Other noticeable features include the appearance of a number of short horizontal "lines", strangely regular patterns, patterns that appear to be interrupted then continue and some patterns that bear a small resemblance to the Game of Life and other cellular automata.

I'm about to start working on adding some useful features to help give some more meaning to the graph. Unless I have a stroke of genius, this will probably be restricted to colouring the nodes (to easily differentiate factors, given clauses, etc) and highlighting those nodes that form part of the proof.

When these features are added in (hopefully be tomorrow or early next week), I'll move on to dynamic exploration. Some form of "zoom" function whereby those parts of the graph not in the immediate vicinity of the cursor are scaled down may be useful due to the rather long horizontal axis. Another feature that I'll have a go at implementing is a "cross-hair" on the cursor to allow the user to view other relations involving the node/s they are interested in, trace across to row and column labels, etc. Another possibility is to have the system display the text of a clause, the method that generated it and other possibly interesting data.

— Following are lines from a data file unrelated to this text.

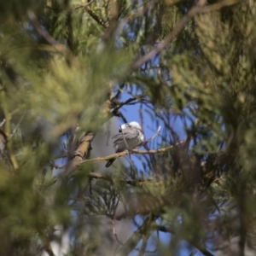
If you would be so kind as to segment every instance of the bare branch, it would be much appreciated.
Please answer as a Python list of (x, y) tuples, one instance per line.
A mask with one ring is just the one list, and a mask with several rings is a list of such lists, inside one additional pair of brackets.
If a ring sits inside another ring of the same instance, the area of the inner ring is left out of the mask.
[(177, 22), (175, 28), (166, 37), (164, 40), (162, 40), (154, 49), (152, 49), (147, 55), (136, 61), (135, 63), (132, 64), (131, 69), (134, 70), (139, 68), (143, 63), (152, 59), (157, 54), (160, 53), (164, 49), (164, 48), (179, 34), (185, 24), (195, 15), (217, 10), (224, 6), (236, 4), (238, 2), (239, 0), (224, 0), (220, 3), (207, 6), (201, 6), (201, 4), (195, 5)]
[(96, 163), (96, 162), (100, 162), (100, 161), (109, 160), (110, 159), (117, 159), (121, 156), (128, 155), (129, 154), (148, 154), (163, 153), (163, 152), (169, 151), (175, 147), (183, 144), (186, 141), (187, 141), (187, 139), (180, 141), (179, 143), (177, 143), (174, 145), (171, 145), (166, 148), (159, 148), (159, 149), (152, 149), (152, 150), (132, 149), (130, 151), (130, 153), (128, 151), (123, 151), (123, 152), (113, 154), (110, 154), (110, 155), (105, 156), (105, 157), (96, 157), (96, 158), (81, 161), (80, 164)]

All in all, there is too much to do, and too little time.

Monday, December 27, 2004

Onward, to a less nonsensical visualisation!

SET012-clip2.png

The new, matrix inspired, visualisation method is coming along nicely and, as can be seen in the picture linked above, allows one to identify possibly interesting features of the dataset. In this case, there are three points early in the graph that are well above the line formed by the given parent edges. These three, and a number of strange plateaus in the line are probably cause by factorisation.

Factorisation is a technique used by the prover to 'modify' clauses and is done (in these cases at least) when the clauses are added to the "database" of clauses. That is, when they are created. This leads to points that ignore, almost completely, the rest of the graph.

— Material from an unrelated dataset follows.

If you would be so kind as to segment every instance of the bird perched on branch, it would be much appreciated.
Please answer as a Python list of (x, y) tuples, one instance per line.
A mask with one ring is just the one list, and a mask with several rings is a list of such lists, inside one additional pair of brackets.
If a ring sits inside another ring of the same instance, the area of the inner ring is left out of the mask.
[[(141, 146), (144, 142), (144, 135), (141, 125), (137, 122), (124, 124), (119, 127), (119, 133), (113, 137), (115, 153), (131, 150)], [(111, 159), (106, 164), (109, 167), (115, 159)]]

The first thing on the agenda for the coming week is to finish and polish the visualisation itself. Dealing with the gap a the start of the graph caused by the clauses of the theorem not having any parents will be near the top of the list, as will testing the layout code to ensure that it is not piling nodes on top of each other (I believe that it is, though it didn't seem to be when I had a quick look I've had at this problem). When the drawing code is complete and correct, I'll move on to adding in some useful features like drawing the axes, labeling rows and columns, etc.

After the essential features are implemented, the visualisation will need to be evaluated with respect to the goal of my project. If it doesn't seem to make the search process any more obvious, I'll have to reconsider my approach to the problem. On the other hand, if this approach is useful, I'll start to add some more exotic abilities to the application focusing on the dynamic exploration of the dataset. Animation, dynamic colouring of graph elements and querying and constraining the dataset will all, I hope, help the user explore and understand the data set.

Another avenue that will need to be explored is the sheer size of the visualisation. The SET012 graph has the same [very approximately] dimensions as twenty seven and a half, 17 inch monitors side-by-side. Needless to say, this will be difficult to navigate, especially on machines with a single, or smaller, screens. Fortunately there is a lot of research the area of zoomable interfaces, and a number of toolkits like Piccolo and ZVTM should help implement some form of scaling.

On a more meta-blog note: For some reasoning the Blogger spell check feature insists on using an American dictionary and, therefore, trying to correct words that are perfectly fine in the rest of the English speaking world. If I happen to accept some bizarre substitution it suggests, please forgive me.